Senior Lecturer in Law, University of York
I've been awarded an ESRC 'Future Research Leader' grant, with which I'm PI on the EU Rights Project, www.eurightsproject.org.uk - working with EU migrants, Citizens Advice Services, and other advice agencies around the country, providing an advice and advocacy service while conducting an ethnography on the administrative and legal problems encountered. I have documented the effects of the recent welfare changes targeting EU migrants.
The project was described by reviewers as 'groundbreaking', 'tremendously innovative', 'strikingly original' and said 'the applicant’s background makes her possibly the only person of her generation in a position to credibly offer the opportunity to develop this methodology in this kind of context: access to civil justice, in supranational contexts’.
Having volunteered and worked in Citizens Advice Bureaux for over thirteen years, and specialised in EU legal research for eleven years, I have practical as well as academic expertise in UK welfare law, EU law, (particularly EU social law - welfare, free movement, citizenship and equal treatment), human rights law, equality and non-discrimination law (especially disability), the rights of carers, and child poverty.
I've been appointed an 'analytical expert' on the EU Commission's Free Movement and Social Security Coordination network, producing reports and giving litigation advice and suggestions to the Commission. I am also joint cases editor for the Journal of Social Security Law.
My work has been published in key international journals, such as the European Law Review, the Common Market Law Review, the Maastricht Journal of International and Comparative Law, and the Journal of Social Welfare and Family Law.
I've communicated about my research through various media, including the Today Programme on Radio 4, BBC Inside Out, and BBC Breakfast. I have given various public talks, including at the YorkTalks 2016, https://youtu.be/Iz-dY3g-ZAI and in an Open Course lecture series on Law, Government and the Public, 2015.
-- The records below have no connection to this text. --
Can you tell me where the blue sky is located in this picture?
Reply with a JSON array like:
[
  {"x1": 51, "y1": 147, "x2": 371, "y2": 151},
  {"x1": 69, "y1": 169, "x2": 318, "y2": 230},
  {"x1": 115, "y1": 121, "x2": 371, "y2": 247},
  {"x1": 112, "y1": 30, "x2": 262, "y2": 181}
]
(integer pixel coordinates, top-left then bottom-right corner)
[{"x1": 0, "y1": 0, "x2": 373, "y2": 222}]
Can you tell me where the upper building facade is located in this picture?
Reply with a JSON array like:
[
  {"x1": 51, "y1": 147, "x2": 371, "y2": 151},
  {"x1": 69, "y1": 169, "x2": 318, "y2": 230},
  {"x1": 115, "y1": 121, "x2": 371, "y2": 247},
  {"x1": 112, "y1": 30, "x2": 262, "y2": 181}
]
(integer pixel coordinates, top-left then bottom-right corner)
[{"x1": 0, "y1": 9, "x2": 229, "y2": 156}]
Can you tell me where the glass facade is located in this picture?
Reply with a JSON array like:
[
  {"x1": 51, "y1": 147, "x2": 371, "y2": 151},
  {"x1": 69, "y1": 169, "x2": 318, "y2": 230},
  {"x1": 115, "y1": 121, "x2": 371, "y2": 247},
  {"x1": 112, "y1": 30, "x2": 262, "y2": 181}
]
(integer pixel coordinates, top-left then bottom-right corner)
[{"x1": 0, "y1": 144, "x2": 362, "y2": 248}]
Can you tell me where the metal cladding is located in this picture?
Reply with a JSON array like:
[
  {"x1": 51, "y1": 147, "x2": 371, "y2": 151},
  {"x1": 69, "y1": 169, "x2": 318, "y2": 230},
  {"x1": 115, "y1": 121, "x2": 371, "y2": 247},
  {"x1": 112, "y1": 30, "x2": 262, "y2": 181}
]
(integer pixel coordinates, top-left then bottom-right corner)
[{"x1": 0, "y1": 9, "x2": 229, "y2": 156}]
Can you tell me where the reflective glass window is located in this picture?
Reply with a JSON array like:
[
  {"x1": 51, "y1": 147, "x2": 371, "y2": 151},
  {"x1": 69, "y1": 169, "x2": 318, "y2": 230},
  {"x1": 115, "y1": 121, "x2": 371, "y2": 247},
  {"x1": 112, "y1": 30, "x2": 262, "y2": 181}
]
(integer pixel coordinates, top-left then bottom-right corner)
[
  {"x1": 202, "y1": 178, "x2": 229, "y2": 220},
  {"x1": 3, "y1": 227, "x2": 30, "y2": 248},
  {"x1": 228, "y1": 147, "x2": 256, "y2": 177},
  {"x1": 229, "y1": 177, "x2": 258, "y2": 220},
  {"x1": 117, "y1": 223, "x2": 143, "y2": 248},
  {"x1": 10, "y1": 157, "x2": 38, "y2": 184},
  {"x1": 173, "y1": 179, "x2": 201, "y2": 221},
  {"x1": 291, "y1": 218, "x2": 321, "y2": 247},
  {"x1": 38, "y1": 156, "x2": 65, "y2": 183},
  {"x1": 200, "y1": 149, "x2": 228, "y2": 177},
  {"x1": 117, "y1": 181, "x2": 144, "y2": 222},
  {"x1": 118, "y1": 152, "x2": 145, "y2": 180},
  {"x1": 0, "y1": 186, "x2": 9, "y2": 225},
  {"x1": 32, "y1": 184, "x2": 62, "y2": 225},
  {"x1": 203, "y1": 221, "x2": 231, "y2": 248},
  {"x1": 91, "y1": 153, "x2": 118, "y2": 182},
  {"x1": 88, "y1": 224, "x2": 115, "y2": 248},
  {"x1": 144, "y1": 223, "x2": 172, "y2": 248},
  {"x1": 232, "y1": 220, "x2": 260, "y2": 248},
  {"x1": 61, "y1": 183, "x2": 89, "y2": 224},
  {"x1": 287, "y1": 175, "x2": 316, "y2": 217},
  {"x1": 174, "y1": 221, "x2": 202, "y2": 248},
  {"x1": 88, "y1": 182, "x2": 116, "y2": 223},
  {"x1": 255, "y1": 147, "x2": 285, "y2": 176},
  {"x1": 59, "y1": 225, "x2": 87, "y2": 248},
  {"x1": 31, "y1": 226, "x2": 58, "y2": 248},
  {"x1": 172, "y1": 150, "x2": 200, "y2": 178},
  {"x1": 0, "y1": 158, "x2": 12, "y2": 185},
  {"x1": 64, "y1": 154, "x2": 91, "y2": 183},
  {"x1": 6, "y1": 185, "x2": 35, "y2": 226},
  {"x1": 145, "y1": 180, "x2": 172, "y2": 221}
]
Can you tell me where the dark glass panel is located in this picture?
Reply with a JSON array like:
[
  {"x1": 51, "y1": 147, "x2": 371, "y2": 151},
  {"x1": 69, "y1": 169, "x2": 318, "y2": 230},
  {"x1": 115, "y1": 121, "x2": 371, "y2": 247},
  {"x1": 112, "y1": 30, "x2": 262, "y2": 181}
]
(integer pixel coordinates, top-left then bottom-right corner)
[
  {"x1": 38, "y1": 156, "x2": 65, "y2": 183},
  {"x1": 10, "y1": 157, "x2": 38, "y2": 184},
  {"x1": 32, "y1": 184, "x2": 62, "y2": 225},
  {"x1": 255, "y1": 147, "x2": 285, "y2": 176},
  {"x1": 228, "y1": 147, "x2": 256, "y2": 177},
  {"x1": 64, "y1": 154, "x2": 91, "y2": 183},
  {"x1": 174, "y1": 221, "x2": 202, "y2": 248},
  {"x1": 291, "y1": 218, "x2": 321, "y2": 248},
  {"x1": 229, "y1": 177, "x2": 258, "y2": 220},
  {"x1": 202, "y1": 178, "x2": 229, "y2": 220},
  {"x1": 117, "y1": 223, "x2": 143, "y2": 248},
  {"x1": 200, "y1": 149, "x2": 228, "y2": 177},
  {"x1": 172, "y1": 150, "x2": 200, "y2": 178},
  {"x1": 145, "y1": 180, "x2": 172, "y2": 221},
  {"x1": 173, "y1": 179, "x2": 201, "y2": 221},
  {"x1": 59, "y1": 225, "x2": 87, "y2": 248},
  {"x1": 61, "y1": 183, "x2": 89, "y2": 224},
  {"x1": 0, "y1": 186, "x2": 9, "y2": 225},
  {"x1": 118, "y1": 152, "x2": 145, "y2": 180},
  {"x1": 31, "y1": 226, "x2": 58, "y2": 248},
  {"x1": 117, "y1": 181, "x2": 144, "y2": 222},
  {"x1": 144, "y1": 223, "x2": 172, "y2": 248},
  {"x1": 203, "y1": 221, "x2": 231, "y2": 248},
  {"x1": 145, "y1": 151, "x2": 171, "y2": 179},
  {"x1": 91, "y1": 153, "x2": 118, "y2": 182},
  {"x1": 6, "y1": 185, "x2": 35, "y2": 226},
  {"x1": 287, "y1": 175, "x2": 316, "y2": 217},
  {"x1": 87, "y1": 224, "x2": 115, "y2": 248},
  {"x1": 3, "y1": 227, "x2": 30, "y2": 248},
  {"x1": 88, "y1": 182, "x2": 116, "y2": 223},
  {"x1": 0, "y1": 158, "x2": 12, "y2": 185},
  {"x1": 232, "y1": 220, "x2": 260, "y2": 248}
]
My PhD in Law (Liverpool) was funded by the AHRC, and focussed on free movement, equal treatment and EU citizenship; during this I took part in two research projects on retirement migration funded by the Spanish Ministry for Employment & Social Affairs and Age Concern. These looked at the access to welfare services for post-retirement EU migrants, particularly UK nationals abroad. My LLM (Leeds) research involved study of the attempts to produce an EU constitution. My work is inherently interdisciplinary; my first degree was a BA in Social & Political Sciences, (Cambridge).